Mesa Trail ch. 38 Draft 2 |
"To climb these coming crests one word to you, to
you and your children:
stay together
learn the flowers
go light"
– Gary Snyder, from Turtle Island
What do you do when you witness an ancient sundance exactly?
Well, Bunkledon sure found out a few things at the very moment he reached the crest of the spiny ridge up there on the summit of Flagstaff. Bunkledon saw the crease to the cave. The sun had just started to trace its rays along the surfaces of the jagged rocks. What Bunkledon saw was something that not even his own mind had fathomed before. And, as we remember, he had worked inside the chambers of the coins before. He had his hands on the stuff, all day long some times, and liked to feel it and count it and think about better places for it.
Bunkledon saw the girl, Inuna, and the boy, Josh up there inside the cave and the ancient hand print on the side, illuminated right now, with that flash of sun that had made its way through the sliver of the opening. When he had looked back out, he felt something of a sinking feeling at first, those bears, four of them now, moving in unison, each up on two feet. Because the bears did not give them a single second look, the three of them moved out the entrance and stood still as though, yes, watching a movie, but a movie that was so much more than a screen, so much more than actors or fake setting. Bunkledon didn't hardly want to ask if the other two were seeing the same thing. Josh whispered "what are they doing?" Josh and Inuna had dried by now but Bunkledon was soaked. The core of his shiver was still there. Inuna handed him a wrap that she carried with her everywhere she went up here in the mountains for just such a reason. "Nobody in the modern world has ever seen it," she said, crouching closer. "Only the ancients. The sun dance is a celebration of a successful offspring. It is the celebration of the offspring on sun mountain." Bunkledon had forgotten about the mother lode that surrounded him. The colors of the aqua sky and the deep green of the ponderosa and the jagged glistening gray of the rock around him all awash was mesmerizing.

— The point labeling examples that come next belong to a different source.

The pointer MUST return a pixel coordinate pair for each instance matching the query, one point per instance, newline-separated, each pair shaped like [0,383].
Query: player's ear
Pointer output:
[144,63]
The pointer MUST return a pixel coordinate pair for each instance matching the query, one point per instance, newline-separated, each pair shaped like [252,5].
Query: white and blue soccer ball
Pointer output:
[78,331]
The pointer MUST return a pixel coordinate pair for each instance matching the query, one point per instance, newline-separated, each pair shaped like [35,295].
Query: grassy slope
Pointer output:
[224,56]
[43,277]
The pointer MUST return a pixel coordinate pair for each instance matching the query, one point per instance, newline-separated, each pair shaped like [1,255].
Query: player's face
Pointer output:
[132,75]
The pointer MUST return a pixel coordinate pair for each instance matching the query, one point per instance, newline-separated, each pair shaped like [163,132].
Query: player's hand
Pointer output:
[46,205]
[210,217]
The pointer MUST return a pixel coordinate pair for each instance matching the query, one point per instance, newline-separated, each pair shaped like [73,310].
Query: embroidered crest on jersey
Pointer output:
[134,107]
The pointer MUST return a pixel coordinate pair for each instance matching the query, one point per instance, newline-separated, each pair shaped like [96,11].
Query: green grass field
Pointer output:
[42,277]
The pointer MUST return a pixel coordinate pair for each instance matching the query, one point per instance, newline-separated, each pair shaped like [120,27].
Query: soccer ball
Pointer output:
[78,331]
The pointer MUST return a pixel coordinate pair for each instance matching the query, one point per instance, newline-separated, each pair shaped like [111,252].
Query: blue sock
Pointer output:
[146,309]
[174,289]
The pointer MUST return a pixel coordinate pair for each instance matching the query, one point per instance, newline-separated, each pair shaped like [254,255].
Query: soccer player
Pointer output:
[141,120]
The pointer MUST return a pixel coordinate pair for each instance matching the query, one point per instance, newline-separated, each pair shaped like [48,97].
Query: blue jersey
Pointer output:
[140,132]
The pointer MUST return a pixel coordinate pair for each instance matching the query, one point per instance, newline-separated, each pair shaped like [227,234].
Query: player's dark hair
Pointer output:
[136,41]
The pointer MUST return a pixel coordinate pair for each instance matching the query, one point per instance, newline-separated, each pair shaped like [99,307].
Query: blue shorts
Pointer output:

He asked himself what do I want, and nothing came to him, nothing at all for the first time that he could ever remember in his life, except for that moment, long ago, in the forest, with his aunt and uncle, before he was startled by the presence of the great deer with enormous horns and eyes that looked right through him as if it were he, himself, invisible, part of the forest. That scared him then, to be part of it, not separate, and he ran never to return. It was something much more he knew. The bears chose here, chose them, at the entrance of the great sun cave as hope. He wondered if the bears were real and thought his thoughts, wondering, wondering, could they hear? I will not come back to the cave. I will tell no one, he said to himself. The bears settled back down onto all fours. As quickly as they had appeared onto that little meadow, they disappeared, black ghosts. Behind them, four cubs, flashing paws at each other, tackling and making high pitched cries at each other. Flashing across this little scene, from one ponderosa pine limb to another, chirping just a little little bit, a sapsucker, eyeing up the luscious bark of a ripe white birch.